Making the AI agent feel human and not robotic was harder than expected too. Early versions repeated the same message every single time because Gemini at temperature zero is completely deterministic. We fixed this by building a dedicated buddy message endpoint with randomized tone prompts and higher temperature so every response feels fresh. We also ran into Gemini API quota limits on the free tier mid-build which forced us to debug fast and switch models. On the frontend, getting the Smiski character to only fire its session start greeting once and not re-trigger every time the user went on break took more work than expected. And merging two teammates working on the same component simultaneously also created some interesting conflicts we had to carefully resolve.

Accomplishments that we're proud of

Getting the full pipeline working end to end is something we are genuinely proud of. Screen monitoring, webcam activity detection, Markov chain and Gemini classification, K2 Think V2 reasoning, ElevenLabs voice, Smiski companion, voice note logging, and the Chrome extension all talking to each other in real time is no small thing for a hackathon timeline.

We are really proud of how deep the reasoning goes. K2 does not just detect drift, it infers why you drifted, what your psychological state is, and picks the intervention that actually fits that moment. That level of personalization is something no existing focus tool comes close to.

We are also proud of the personalized drift pattern learning. Using super memory the system builds a picture of your behavior across sessions and starts getting ahead of your triggers before they happen, which feels like a genuinely meaningful step toward something that adapts to you as an individual rather than treating everyone the same.

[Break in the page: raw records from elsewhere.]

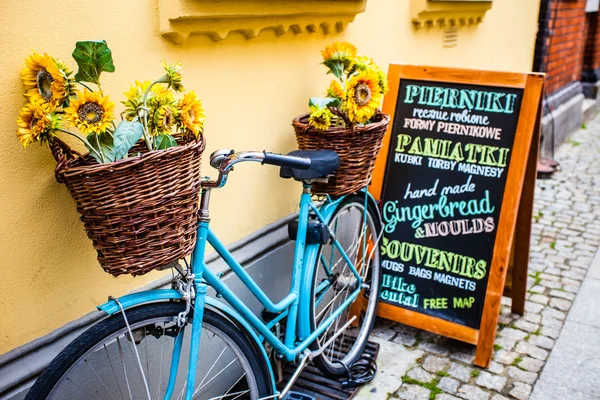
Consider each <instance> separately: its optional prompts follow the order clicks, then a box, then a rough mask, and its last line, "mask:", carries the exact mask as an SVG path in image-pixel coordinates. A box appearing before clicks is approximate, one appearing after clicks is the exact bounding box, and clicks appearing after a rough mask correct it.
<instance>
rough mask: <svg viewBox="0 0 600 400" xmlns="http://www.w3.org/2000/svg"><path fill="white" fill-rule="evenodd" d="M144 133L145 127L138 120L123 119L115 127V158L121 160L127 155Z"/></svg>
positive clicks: (114, 136) (114, 139)
mask: <svg viewBox="0 0 600 400" xmlns="http://www.w3.org/2000/svg"><path fill="white" fill-rule="evenodd" d="M143 133H144V127H143V125H142V124H140V123H139V122H137V121H131V122H130V121H121V122H120V123H119V125H118V126H117V129H115V133H113V136H114V159H115V161H116V160H120V159H122V158H125V157H126V156H127V153H128V152H129V150H130V149H131V148H132V147H133V145H134V144H136V143H137V141H138V140H140V138H141V137H142V134H143Z"/></svg>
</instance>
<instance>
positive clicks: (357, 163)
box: [292, 110, 390, 196]
mask: <svg viewBox="0 0 600 400" xmlns="http://www.w3.org/2000/svg"><path fill="white" fill-rule="evenodd" d="M334 112H335V113H336V114H338V115H340V116H342V113H339V112H338V110H334ZM308 116H309V114H303V115H300V116H299V117H297V118H295V119H294V121H293V122H292V125H293V126H294V130H295V131H296V141H297V142H298V148H299V149H301V150H334V151H335V152H337V153H338V155H339V157H340V168H339V169H338V170H337V172H336V173H335V175H334V176H333V177H330V178H329V181H328V182H327V183H322V182H313V187H312V192H313V194H329V195H330V196H342V195H345V194H350V193H354V192H356V191H358V190H359V189H362V188H363V187H365V186H367V185H368V184H369V182H370V181H371V174H372V173H373V168H374V167H375V159H376V158H377V154H378V153H379V150H380V149H381V144H382V141H383V136H384V135H385V131H386V129H387V126H388V123H389V121H390V117H389V116H388V115H386V114H382V113H377V114H376V115H375V116H374V117H373V120H374V122H373V123H370V124H368V125H365V126H356V127H355V126H351V127H349V128H337V127H332V128H330V129H328V130H327V131H319V130H317V129H315V128H313V127H312V126H310V125H308Z"/></svg>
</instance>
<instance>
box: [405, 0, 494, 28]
mask: <svg viewBox="0 0 600 400" xmlns="http://www.w3.org/2000/svg"><path fill="white" fill-rule="evenodd" d="M491 8H492V0H475V1H473V0H469V1H464V0H444V1H439V0H436V1H432V0H410V12H411V19H412V23H413V25H414V26H415V27H416V28H421V27H435V26H465V25H476V24H479V23H481V22H483V17H484V16H485V13H486V12H487V11H488V10H489V9H491Z"/></svg>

And we are proud of how the companion actually feels. The messages are warm, varied, and contextual in a way that does not feel like a notification or a system. It genuinely feels like something is watching out for you, and getting that right took a lot of iteration.

What we learned

That ADHD is not a willpower problem and building for it requires a completely different design philosophy. We learned how to integrate a deep reasoning model like K2 Think V2 into a real time pipeline without introducing latency that breaks the user experience. We learned a lot about running LangChain agents without letting them become too aggressive, how to use MediaPipe Tasks for real time body landmark detection, and how to keep a WebSocket driven UI feeling snappy. We also learned that making AI feel human is way harder than making it functional, and that the emotional design of a product matters just as much as the technical architecture.

What's next for Anchor

We want to add Google Calendar integration so Anchor knows when your deadlines are and adjusts how hard it nudges you. We are building a mood check-in at the start of each session so Smiski adapts its tone to how you are actually feeling that day. A parent and coach dashboard is on the roadmap for younger users so they can share session summaries with someone who supports them without any privacy concerns. The bigger vision is a focus layer that learns your personal drift patterns over time and gets ahead of them before they even happen.